Figure 1. The 2.5 gigawatt Oconee plant in South Carolina. These three reactors were built for just over 350 million dollars between 1967 and 1974. That’s $1141 per kilowatt in 2024 dollars. They took about 6 years to build. Oconee can produce reliable, on-demand, zero pollution, very low CO2 electricity at less than 3 cents/kWh in today’s money. Oconee’s average capacity factor over the last 5 years was 98.2%. All three of these reactors have been licensed into the 2050’s, a gift from the Greatest Generation. Oconee and its cooling pond Lake Keowee have turned a depressed part of western South Carolina into a second home and tourist magnet.

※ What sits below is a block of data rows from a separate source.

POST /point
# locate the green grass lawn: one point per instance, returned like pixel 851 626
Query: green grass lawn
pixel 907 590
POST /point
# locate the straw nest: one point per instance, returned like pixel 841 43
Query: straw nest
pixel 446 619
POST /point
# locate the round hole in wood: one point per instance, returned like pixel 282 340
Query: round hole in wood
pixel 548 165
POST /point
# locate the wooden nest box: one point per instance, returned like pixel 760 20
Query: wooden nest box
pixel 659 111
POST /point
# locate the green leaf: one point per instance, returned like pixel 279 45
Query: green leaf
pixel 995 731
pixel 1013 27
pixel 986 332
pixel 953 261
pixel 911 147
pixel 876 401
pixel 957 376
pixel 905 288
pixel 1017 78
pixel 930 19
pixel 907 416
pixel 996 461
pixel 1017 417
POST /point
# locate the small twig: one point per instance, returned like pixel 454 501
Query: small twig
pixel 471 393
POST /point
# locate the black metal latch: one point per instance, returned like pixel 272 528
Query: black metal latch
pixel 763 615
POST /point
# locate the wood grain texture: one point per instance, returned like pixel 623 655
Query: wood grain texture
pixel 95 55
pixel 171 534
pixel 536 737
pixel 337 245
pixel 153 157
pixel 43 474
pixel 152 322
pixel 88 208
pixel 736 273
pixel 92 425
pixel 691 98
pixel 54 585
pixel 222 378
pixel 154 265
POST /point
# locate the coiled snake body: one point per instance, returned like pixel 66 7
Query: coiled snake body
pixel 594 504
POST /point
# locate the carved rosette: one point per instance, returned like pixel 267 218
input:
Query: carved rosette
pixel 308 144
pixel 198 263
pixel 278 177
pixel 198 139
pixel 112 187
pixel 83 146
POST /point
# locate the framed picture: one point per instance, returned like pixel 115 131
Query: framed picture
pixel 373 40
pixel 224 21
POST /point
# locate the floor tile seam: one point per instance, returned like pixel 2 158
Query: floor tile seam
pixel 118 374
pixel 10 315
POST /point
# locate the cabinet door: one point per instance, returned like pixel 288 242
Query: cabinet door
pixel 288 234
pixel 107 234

Nuclear power in the West is a disastrously expensive mess. Table 1 shows where we are. Current builds have capital costs that are more than ten times higher than Oconee and her sisters. Only the wealthiest nations can afford these kind of costs, and then only sporadically. The construction times are such that there is no way nuclear can put a dent in global warming, or anything else. And it keeps getting worse. If this is the way things must be, nuclear power is a dead end, and rightly so. //
Yet in 2015, the German utility RWE commissioned their Eemshaven plant in the northeast corner of Holland at a cost of 2.2 billion euros. This is a little under $1500/kW for a 2 by 800 MW plant, or just under $2000/kW in 2024 dollars. This is for the latest and greatest ultra-super-critical plant meeting stringent EU pollution limits, sited in one of the most expensive places to build on the planet. The rule of thumb is $500/kW for the turbine hall and switchgear. The rest is fuel handling, the boiler, and pollution control. //
Figure 4. Fuel for 1 GW plant for one day. The coal plant’s fuel requires a 70 car train. The nuclear plant’s fuel fits in a two gallon jug. Newcastle 6700 is a good coal. Most coal’s are worse. //
A 1 GW nuclear, Figure 5, plant will burn about 82 kg’s of fuel per day, producing the same amount of solid waste. That’s about 100,000 times less than a coal plant. The coal yard and the coal receiving terminal disappear, as do the dryers and pulverizers. The nuke’s Fission Island volume will be smaller than the coal plant’s boiler. The turbine hall will be slightly larger. There will no stack gas handling equipment, no massive Forced Draft and Induced Draft fans, no SCR, no baghouses, no scrubbers, no massive stack. The ash landfill and slurry pond will be replaced by less than an acre of 5.9m(19 ft) high by 3.5m(11 ft) diameter casks. The nuclear plant should be cheaper to build with far cheaper fuel costs. //
Figure 15. Coal should be easy to beat
The reason why it is not is a tragically misdirected, autocratic regulatory system. We give an omnipotent regulator final approval of any nuclear power plant, and judge him on his ability to prevent a release of radiation. He gets no credit for the cheap, pollution-free, CO2-free, on-demand, power generated by a successful plant, nor the avoided mortality and morbidity that would have resulted if the plant had not been built. But he owns any problems. The regulator responds accordingly; and, since he has the final say, it’s his incentives, not society’s, that determines what happens. NRC Chairman Hendrie put it succinctly “The NRC’s responsibility is [nuclear] safety without regard to economic and social costs.” [Joseph Hendrie, NRC Chairman, 1979] The NRC’s definition of nuclear safety is preventing a release.
Figure 16. Hinkley Point tombstone.
No. Human welfare is our overriding priority.
This auto-genocidal myopia produces technical stagnation, a demoralized workforce, lack of competition, and shoddy quality. The end result is nuclear power that costs five or more times what it should-cost and build times that are three or more times longer than they need be. This in turn means nuclear is replaced by far more harmful technologies. It means nuclear can never be cheaper than the competition, which means humanity is far poorer than it could be. The greatest health hazard of all is poverty.